Of course, my research was fruitless: there is no such thing as gamush. Again, Google assumed that I was tragically mis-spelling “baba ghanoush”. The only viable source I found was a scanned copy of the Northwind News Christmas circular from 1995 (hello, random), in which it made an appearance as part of a suggested gift guide. But I’m pretty sure they weren’t referring to pasta bolognese.
It was only last week that I had the insight that perhaps Old Poppa Nerd (not his real name) hadn’t just made up a recipe title out of nowhere, but that it was a version of something in Yiddish from his Eastern European ancestry. And so it turned out to be: properly gamisch in German, the word means a mixture of things. There is also, delightfully, a word heimish which means home-like, friendly, folksy, which, if I say so myself, fits this recipe to a T. It’s a heimish gamisch, you know?
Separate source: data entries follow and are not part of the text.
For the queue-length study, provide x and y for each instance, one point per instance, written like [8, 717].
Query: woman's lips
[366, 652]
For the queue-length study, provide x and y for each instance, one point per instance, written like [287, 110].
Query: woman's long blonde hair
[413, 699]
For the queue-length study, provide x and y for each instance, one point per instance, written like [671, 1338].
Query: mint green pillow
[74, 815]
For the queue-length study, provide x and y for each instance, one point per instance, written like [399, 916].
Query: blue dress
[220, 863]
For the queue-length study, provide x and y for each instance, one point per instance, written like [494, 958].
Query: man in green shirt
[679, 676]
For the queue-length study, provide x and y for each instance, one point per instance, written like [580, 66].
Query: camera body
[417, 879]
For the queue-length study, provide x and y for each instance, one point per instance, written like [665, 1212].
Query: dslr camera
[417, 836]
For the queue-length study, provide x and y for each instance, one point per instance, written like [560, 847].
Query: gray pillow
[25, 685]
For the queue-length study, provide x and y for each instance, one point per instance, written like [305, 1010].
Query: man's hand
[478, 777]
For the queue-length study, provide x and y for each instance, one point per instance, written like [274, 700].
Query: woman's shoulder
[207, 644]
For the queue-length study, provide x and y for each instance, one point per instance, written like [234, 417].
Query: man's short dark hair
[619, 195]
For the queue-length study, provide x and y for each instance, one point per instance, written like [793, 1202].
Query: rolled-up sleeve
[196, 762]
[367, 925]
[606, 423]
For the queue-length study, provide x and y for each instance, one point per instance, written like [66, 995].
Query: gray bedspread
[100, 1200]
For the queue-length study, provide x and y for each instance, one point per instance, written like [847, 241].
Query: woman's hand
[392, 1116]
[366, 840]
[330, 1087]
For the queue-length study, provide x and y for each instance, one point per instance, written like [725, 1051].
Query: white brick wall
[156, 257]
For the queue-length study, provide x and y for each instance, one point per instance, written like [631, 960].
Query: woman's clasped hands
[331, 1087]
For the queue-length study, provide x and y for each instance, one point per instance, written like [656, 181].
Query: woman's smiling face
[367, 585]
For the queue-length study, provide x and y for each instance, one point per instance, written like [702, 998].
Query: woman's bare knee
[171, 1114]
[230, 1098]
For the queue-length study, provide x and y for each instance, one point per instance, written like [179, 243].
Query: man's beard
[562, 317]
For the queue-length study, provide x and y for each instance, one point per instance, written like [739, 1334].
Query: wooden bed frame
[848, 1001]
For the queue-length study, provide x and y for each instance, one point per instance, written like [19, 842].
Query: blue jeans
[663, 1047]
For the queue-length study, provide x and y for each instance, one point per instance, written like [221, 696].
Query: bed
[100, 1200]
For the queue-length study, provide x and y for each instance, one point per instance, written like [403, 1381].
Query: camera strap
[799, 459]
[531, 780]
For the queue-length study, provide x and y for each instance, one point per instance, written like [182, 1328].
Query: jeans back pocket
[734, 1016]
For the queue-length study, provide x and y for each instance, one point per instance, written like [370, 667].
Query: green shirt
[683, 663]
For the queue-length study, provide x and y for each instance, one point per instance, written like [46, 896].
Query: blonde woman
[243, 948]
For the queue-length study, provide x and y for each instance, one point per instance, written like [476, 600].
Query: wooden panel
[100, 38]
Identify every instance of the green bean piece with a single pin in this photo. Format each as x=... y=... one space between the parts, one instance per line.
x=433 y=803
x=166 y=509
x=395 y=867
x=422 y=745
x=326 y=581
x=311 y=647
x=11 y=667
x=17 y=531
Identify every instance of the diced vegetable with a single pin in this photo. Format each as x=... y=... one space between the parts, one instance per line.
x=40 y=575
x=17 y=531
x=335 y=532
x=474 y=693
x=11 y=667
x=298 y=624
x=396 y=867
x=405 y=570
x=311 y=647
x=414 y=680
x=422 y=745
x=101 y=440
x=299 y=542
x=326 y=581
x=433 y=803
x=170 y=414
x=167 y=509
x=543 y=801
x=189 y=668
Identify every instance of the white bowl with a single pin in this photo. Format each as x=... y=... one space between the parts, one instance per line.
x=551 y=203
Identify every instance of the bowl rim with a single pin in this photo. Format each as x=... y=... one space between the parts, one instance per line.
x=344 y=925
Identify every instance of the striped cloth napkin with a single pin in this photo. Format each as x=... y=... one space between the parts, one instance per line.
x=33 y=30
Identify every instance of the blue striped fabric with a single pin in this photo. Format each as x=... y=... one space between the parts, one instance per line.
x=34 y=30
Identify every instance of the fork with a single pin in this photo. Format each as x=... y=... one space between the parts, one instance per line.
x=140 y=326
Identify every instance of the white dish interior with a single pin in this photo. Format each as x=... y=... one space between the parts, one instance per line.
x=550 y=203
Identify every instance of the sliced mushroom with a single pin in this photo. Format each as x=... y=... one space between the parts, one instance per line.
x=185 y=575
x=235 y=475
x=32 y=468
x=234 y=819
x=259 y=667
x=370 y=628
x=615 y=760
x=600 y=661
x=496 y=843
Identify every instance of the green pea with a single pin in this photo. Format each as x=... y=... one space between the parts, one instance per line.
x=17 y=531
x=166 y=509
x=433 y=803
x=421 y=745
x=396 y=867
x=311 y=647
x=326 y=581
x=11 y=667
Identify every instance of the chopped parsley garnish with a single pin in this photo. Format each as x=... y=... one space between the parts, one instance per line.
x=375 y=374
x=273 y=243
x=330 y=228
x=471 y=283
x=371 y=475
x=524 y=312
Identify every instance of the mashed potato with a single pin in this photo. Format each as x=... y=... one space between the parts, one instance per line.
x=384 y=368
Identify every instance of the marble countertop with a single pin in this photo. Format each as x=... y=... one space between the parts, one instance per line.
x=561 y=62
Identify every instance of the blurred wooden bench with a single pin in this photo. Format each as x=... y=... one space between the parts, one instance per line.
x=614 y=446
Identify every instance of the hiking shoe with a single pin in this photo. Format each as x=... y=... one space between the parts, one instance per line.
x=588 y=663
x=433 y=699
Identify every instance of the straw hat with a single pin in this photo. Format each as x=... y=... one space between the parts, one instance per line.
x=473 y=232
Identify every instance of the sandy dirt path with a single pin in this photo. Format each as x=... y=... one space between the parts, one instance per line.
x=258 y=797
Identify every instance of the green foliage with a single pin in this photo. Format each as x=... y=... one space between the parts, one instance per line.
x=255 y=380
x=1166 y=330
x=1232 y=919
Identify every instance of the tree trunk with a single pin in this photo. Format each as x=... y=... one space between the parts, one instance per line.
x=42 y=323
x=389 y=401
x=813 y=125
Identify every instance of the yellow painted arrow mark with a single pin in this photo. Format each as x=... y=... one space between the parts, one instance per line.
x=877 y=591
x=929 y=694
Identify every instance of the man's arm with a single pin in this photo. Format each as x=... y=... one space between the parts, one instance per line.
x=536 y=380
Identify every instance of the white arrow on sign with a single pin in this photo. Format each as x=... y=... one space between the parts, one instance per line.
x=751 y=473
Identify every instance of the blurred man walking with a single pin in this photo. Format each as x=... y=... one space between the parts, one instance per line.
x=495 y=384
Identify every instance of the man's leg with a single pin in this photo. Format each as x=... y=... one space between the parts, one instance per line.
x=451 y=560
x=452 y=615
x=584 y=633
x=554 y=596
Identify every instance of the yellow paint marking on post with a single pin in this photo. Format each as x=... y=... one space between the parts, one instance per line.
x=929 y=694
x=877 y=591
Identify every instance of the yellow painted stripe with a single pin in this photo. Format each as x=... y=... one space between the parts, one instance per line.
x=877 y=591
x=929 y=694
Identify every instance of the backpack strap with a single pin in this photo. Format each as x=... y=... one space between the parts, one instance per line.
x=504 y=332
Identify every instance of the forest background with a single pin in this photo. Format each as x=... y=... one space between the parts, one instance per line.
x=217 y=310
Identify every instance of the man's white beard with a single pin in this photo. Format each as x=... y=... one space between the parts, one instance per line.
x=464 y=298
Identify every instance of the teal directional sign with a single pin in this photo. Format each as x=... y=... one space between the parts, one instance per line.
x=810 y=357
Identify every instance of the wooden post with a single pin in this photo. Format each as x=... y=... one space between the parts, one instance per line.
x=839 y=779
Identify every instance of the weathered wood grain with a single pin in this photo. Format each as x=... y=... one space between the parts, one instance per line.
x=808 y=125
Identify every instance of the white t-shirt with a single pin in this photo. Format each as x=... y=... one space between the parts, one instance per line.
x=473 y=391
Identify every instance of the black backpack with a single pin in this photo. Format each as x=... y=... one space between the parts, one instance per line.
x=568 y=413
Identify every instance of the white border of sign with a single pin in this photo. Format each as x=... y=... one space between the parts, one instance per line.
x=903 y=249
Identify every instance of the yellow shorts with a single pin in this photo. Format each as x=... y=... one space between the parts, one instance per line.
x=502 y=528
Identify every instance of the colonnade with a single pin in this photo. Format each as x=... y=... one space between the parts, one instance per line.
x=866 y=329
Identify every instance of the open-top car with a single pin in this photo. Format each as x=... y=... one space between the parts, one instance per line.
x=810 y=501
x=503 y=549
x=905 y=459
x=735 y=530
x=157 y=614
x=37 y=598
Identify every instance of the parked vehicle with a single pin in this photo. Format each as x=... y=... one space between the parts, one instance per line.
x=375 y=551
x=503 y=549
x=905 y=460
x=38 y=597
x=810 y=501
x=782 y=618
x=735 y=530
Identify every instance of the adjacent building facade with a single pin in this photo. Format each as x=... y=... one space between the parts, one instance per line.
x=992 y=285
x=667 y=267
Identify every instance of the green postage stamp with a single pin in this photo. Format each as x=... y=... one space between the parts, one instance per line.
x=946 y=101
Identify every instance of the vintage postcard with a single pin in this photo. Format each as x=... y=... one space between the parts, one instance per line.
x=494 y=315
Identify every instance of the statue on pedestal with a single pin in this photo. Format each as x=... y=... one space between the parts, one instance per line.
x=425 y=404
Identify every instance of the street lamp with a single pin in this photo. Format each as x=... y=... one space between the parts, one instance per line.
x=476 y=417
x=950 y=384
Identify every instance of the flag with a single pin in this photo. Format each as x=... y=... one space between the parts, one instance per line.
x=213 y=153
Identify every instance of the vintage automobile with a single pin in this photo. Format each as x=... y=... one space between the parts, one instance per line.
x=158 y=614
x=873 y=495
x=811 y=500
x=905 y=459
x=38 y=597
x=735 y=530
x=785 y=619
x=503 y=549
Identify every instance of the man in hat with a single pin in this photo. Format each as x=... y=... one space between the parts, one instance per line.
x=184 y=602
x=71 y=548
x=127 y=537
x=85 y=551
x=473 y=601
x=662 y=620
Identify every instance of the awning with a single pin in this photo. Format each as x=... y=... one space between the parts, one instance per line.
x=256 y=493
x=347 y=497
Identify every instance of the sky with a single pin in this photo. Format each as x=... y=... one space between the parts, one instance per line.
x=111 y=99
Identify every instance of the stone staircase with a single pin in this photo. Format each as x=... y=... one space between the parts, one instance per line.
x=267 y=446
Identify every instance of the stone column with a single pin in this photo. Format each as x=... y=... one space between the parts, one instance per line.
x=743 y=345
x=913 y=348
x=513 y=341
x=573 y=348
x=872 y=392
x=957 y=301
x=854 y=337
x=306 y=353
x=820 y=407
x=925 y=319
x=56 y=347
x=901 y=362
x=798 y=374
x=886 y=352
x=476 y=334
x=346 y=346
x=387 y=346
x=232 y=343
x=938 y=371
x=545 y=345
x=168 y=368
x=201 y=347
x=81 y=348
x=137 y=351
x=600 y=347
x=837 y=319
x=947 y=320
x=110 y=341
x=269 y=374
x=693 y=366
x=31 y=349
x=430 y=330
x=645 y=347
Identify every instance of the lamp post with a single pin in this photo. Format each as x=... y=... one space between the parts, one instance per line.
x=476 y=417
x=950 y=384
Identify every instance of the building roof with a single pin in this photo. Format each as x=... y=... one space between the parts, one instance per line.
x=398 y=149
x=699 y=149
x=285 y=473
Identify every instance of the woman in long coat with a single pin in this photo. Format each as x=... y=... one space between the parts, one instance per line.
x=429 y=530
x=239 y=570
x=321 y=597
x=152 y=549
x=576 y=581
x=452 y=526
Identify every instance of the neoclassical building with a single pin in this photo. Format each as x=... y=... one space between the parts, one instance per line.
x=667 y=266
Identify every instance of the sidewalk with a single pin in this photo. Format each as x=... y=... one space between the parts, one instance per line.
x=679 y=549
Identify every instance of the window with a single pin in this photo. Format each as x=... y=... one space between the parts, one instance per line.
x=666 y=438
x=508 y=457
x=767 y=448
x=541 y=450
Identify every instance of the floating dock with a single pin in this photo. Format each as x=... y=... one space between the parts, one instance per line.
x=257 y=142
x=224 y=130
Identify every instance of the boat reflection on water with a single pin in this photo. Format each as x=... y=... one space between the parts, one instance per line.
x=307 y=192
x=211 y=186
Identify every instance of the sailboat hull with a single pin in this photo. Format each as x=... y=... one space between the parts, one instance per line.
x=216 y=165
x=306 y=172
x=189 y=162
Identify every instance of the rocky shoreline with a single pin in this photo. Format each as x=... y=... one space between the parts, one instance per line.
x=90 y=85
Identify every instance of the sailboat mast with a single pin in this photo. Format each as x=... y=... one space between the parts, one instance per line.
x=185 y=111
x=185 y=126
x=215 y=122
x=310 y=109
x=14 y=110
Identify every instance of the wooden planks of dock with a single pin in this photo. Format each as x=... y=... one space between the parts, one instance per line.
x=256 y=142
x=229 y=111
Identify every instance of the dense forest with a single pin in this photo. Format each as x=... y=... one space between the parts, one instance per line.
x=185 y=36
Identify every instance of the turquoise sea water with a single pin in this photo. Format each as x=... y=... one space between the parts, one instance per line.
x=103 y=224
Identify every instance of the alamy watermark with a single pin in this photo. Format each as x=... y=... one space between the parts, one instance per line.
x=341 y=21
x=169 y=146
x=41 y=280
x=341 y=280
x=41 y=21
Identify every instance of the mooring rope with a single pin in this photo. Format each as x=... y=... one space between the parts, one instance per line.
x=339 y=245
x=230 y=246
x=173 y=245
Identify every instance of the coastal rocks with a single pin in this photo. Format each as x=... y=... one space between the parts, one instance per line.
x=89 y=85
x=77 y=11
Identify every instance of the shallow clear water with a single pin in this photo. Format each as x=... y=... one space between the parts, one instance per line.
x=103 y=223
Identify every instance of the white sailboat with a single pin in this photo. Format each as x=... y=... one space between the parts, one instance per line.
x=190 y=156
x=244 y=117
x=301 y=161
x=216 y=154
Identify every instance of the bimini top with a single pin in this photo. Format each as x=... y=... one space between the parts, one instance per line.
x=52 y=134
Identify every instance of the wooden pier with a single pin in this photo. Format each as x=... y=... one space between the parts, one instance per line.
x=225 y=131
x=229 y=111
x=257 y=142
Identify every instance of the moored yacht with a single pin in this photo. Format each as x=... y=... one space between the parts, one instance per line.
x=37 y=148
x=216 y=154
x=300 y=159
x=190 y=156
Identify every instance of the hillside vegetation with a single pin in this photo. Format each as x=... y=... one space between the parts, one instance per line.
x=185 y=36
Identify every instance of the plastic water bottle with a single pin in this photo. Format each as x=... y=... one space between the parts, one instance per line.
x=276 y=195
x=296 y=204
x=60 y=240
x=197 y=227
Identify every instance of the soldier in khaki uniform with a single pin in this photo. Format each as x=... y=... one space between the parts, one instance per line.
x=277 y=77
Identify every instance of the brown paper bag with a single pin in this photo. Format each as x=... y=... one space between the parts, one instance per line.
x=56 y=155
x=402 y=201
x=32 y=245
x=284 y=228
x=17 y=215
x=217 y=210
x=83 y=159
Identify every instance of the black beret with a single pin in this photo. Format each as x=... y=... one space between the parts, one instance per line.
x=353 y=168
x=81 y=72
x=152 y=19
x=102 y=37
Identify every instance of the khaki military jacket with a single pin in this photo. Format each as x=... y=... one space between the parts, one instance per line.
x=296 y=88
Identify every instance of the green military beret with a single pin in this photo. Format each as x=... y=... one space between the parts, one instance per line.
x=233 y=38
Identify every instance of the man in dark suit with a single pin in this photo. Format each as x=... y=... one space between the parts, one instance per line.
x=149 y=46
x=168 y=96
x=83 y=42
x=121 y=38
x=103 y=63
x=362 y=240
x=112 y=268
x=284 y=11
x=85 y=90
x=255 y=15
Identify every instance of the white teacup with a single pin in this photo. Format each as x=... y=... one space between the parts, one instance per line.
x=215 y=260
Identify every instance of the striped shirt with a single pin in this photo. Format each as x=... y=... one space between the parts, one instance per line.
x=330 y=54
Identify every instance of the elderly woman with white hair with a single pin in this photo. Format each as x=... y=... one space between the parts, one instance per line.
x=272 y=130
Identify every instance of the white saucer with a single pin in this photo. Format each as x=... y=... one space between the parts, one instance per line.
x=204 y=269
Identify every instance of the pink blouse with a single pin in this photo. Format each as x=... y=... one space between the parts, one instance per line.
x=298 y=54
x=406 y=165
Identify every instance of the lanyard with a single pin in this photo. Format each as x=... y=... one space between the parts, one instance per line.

But I think we’ll carry on calling it gamush. After all, if you can’t make up your own word for your own pasta bolognese recipe, what can you do? Certainly not juggle seven lemons. Don’t even try, that would be ridiculous.
Gamush: Easy Weeknight Pasta Bolognese
Ingredients
- 2 tablespoons olive oil
- 1 medium yellow onion finely chopped (or make a mirepoix with carrot and celery; see note)
- 1 pound lean ground beef or turkey
- 4 large cloves garlic minced (about 1 1/2 tablespoons)
- 3 tablespoons tomato paste
- 1/4 teaspoon crushed red chili flakes
- 1/2 cup dry red wine
- 1 28-ounce can crushed tomatoes
- 2 to 3 tablespoons cream cheese or mascarpone 3 makes a moderately creamy sauce
- 1/4 cup cornichons diced (about 10 small pickles)
- Coarse kosher salt and freshly ground black pepper to taste
- 3/4 pound dried short-cut pasta such as orecchiette or small shells
- Parmesan cheese for serving
- 1/4 cup fresh basil and/or parsley lightly packed, roughly chopped
Instructions
- Heat 2 tablespoons of olive oil in a large (12-inch) skillet over medium-high heat, until shimmering. Add the onion and the ground beef and cook, separating the meat into crumbles with a spoon until the meat has started to brown and the onions are soft, about 5 to 7 minutes. Stir in the garlic, tomato paste and red pepper flakes and cook for 1 more minute. Stir in the wine and scrape up any browned bits. Add the tomatoes, 1/2 teaspoon salt, and 1/2 teaspoon pepper, and stir until combined. Bring to a boil, lower the heat, and simmer gently until thickened, about 10 to 15 minutes. Stir in the mascarpone and cornichons.
- Meanwhile, bring a large pot of well-salted water to a boil and add the pasta, and cook according to the directions on the box. When the pasta is cooked, reserve 1 cup of the pasta cooking water and drain well. Add the pasta to the sauce, and toss well. If sauce is too thick, stir in a couple of tablespoons of the pasta cooking water until the consistency is how you like it. Serve with a sprinkle of Parmesan, herbs and chili flakes on top.
5
Loved this! A much better weeknight option than the Lidia Bastianich bolognese I tried a little while ago, and so so satisfying. I diced the pickles very fine since we weren’t too sure about them, but they were subtle and added a neat texture. Lots of leftovers to enjoy!
This is, indeed, hamish. Heimisch?
Can I substitute chicken stock for the red wine? This looks so good!
You can, but I would put a little splash of vinegar in as well, since wine also has acidity. Just start with a teaspoon and taste. The vinegar will mellow as it cooks.
This dish, depending on where you’re at in the US is variably known as American Chop Suey or American Goulash.
https://en.wikipedia.org/wiki/American_chop_suey
https://en.wikipedia.org/wiki/American_goulash
Along with a couple of other regional names. The dishes have different histories and derivations. But they’ve all arrived at the same end point. An ultra stripped down, single skillet, version of pasta with meat sauce. Depending on where Emily and her family are from. Its possible Gamush is a corruption of Goulash. Or that the Gamisch guess if correct was a simple substitution for Chop Suey. Which also means a mixture or hodge podge. But its also possible that Gamush is a thing unto itself. I’ve heard the word before. As a faux Italian word/exclamation used to mock Italians.